The commercial value of news in the internet era

Julia Cagé, Nicolas Hervé, Marie-Luce Viaud 19 June 2017



The modern media industry is in a state of crisis. While social media seems to swallow the news, many argue that the effectiveness of the media as a check on power is significantly compromised, buffeting Western democracies. Following Brexit and the 2016 US presidential election, the growing importance of ‘fake news’ and the decreasing trust in traditional media have become prominent concerns (Allcott and Gentzkow 2017). According to Boczkowski et al. (2017), young users mainly consume news on social media ‘incidentally’ – rather than engaging with the news content, they no longer differentiate between it and the rest of the social and entertainment information they consume.

Furthermore, not only is the internet era characterised by a new regime of news consumption, but we also observe a new regime of news production. The switch to digital media has indeed affected news production technology. In today’s online world, reproducing competitors’ content has become instantaneous. Is there still a ‘commercial value’ of news in this online world? In a recent working paper, we document the extent of copying online and estimate the returns to originality in online news production (Cagé et al. 2017).

We use a unique dataset covering the entire news content provided online by the universe of French news media during an entire year (2013). Our dataset covers 86 general information media outlets in France: 1 news agency, 59 newspapers (35 local dailies, 7 national dailies, 12 national weeklies, 2 national monthlies, and 3 free newspapers), 10 pure online media (i.e. online-only media outlets), 9 television channels, and 7 radio stations. The news agency is the Agence France Presse (AFP), the third largest news agency in the world (after the Associated Press and Reuters).  We track every piece of content these outlets produced online in 2013. Our dataset contains 2.5 million documents.

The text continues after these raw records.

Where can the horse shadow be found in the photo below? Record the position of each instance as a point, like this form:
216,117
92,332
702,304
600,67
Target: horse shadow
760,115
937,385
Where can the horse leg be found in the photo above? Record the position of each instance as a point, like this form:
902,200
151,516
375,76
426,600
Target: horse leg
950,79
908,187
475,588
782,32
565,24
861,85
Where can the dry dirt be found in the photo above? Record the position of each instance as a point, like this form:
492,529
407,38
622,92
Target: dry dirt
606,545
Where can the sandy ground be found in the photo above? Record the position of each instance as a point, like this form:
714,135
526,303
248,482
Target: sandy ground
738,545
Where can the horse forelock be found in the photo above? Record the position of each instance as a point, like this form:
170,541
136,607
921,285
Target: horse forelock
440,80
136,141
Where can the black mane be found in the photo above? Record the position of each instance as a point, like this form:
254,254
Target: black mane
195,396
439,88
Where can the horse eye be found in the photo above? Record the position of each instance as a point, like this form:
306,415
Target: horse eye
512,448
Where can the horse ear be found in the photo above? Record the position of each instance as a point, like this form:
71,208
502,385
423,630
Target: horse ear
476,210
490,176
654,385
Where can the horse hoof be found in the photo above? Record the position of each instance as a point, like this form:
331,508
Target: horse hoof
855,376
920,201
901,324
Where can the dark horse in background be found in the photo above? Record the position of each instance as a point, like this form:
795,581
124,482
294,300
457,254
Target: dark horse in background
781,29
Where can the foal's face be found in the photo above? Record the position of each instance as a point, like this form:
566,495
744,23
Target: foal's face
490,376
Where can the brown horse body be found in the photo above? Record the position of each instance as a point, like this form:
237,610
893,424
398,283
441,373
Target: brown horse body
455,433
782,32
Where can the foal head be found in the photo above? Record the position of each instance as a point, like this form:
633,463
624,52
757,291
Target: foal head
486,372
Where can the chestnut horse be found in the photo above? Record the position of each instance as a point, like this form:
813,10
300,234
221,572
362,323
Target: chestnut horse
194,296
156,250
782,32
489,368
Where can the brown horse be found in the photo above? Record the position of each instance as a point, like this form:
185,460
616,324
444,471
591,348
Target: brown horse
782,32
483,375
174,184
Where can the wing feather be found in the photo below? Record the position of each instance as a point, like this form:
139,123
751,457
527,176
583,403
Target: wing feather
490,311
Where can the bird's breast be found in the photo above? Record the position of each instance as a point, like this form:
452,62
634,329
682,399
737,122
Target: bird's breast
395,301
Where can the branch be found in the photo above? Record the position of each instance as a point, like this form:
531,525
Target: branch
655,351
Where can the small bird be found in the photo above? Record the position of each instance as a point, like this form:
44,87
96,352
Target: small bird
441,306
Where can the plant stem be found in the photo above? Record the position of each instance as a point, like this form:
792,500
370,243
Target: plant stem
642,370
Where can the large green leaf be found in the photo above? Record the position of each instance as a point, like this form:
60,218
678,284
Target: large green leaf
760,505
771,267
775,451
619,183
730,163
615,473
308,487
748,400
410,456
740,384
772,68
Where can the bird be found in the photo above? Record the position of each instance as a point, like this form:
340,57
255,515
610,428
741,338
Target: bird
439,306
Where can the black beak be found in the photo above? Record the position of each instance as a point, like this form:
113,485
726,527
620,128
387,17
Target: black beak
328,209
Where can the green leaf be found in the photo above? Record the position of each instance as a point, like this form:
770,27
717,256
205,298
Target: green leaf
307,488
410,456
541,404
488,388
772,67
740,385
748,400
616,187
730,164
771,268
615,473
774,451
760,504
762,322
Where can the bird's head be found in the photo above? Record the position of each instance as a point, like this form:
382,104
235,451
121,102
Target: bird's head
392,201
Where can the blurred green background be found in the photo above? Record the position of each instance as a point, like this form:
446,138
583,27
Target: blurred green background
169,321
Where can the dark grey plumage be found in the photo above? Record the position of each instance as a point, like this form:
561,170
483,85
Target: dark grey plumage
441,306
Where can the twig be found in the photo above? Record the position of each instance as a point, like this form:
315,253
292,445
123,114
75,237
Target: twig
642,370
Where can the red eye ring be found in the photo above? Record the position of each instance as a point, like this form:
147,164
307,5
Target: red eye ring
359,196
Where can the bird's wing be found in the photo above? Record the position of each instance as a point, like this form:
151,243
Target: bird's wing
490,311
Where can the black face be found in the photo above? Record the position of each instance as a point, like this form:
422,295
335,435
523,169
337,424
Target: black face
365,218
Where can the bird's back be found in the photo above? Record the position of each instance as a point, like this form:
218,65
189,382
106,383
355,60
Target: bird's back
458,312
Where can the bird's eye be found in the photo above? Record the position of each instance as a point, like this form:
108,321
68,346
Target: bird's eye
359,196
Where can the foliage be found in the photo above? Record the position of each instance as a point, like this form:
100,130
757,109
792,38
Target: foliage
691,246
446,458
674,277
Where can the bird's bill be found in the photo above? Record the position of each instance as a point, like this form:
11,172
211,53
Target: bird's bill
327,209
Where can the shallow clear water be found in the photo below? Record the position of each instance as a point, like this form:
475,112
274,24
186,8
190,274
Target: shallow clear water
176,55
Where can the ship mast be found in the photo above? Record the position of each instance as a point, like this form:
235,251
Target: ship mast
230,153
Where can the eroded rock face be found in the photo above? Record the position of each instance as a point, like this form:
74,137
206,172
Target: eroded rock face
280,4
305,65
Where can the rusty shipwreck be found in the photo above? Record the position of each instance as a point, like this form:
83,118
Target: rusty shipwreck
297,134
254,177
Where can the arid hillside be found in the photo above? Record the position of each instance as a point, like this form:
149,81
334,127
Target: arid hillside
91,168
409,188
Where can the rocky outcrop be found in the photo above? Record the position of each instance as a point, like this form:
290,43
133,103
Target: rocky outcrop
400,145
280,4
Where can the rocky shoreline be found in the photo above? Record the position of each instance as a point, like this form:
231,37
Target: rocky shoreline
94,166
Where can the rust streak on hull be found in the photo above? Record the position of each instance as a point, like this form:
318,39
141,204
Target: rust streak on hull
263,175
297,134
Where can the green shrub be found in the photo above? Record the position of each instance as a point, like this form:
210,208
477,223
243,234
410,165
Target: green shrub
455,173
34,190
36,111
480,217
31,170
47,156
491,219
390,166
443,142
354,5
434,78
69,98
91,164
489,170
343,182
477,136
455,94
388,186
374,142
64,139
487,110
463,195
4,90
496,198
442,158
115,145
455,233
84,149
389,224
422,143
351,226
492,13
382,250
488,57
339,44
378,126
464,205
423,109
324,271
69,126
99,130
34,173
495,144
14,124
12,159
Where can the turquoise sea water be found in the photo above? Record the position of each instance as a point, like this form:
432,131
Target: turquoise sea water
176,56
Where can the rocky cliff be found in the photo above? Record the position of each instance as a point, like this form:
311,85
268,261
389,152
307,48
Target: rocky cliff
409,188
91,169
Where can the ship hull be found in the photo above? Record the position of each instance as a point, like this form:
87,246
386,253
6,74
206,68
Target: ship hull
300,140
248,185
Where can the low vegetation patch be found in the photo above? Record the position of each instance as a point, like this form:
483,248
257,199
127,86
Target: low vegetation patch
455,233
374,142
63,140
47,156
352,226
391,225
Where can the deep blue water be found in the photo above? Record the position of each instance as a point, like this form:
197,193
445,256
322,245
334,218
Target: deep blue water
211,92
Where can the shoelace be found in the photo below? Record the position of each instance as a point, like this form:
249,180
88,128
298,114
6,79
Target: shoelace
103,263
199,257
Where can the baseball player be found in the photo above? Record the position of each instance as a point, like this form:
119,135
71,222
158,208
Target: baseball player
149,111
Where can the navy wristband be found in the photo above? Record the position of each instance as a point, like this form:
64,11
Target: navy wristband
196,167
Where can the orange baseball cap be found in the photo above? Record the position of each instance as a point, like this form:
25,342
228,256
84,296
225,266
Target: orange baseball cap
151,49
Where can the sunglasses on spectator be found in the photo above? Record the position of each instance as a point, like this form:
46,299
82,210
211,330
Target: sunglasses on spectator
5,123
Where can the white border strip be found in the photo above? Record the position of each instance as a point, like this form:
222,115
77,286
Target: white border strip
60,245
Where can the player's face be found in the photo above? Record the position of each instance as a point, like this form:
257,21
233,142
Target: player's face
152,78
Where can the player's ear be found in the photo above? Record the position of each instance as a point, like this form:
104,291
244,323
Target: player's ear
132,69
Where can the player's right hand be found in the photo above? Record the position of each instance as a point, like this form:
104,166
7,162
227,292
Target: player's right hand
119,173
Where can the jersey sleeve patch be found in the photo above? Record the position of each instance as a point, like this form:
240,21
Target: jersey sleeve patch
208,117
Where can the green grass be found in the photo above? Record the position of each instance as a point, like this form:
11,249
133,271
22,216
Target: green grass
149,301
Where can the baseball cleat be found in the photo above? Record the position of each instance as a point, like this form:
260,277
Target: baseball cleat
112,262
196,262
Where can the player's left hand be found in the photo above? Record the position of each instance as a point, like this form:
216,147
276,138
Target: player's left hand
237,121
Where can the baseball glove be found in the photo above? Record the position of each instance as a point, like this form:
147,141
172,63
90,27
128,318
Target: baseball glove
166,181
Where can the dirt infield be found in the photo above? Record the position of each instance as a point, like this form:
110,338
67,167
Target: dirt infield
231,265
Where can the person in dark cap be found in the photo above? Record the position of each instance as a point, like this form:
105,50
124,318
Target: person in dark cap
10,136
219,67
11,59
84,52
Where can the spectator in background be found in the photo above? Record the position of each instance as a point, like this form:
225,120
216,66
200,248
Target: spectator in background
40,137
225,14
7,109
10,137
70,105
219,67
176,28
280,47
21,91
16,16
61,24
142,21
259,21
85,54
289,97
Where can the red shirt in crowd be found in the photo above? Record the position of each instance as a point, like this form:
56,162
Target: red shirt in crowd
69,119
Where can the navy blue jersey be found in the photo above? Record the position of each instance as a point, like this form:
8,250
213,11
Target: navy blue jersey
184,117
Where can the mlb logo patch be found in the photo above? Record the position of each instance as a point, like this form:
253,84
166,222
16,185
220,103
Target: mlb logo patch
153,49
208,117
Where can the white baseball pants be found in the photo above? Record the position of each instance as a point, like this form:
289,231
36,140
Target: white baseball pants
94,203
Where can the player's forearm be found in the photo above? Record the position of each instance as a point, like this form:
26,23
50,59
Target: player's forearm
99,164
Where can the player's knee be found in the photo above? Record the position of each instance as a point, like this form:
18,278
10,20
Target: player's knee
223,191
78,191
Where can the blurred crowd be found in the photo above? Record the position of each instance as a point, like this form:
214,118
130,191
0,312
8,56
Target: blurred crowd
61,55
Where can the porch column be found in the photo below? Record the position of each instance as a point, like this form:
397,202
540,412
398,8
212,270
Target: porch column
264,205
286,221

Using the content produced by news media, we perform a topic detection algorithm to construct the set of news stories. Each document is placed within the most appropriate cluster, i.e. the one that discusses the same event-based story. We obtain a total number of 25,000 stories, comprised of 850,000 documents (about 35 documents per news story). Nearly one third of the news events are about politics, 30% about the economy and less than one quarter about crime, law, and justice. We then study the timeline of each story. In particular, for each story, we determine first the media outlet that breaks the story, and then analyse the propagation of the story, second by second. We investigate the speed of news dissemination and the length of the stories, depending on the topic and other story characteristics.

We show that, on average, news is delivered to readers of different media outlets 172 minutes after having been published first on the website of the news breaker – but in less than 224 seconds in 25% of the cases. The reaction time is shortest when the news breaker is a news agency, and longest when it is a pure online media, most likely because of the need for verification.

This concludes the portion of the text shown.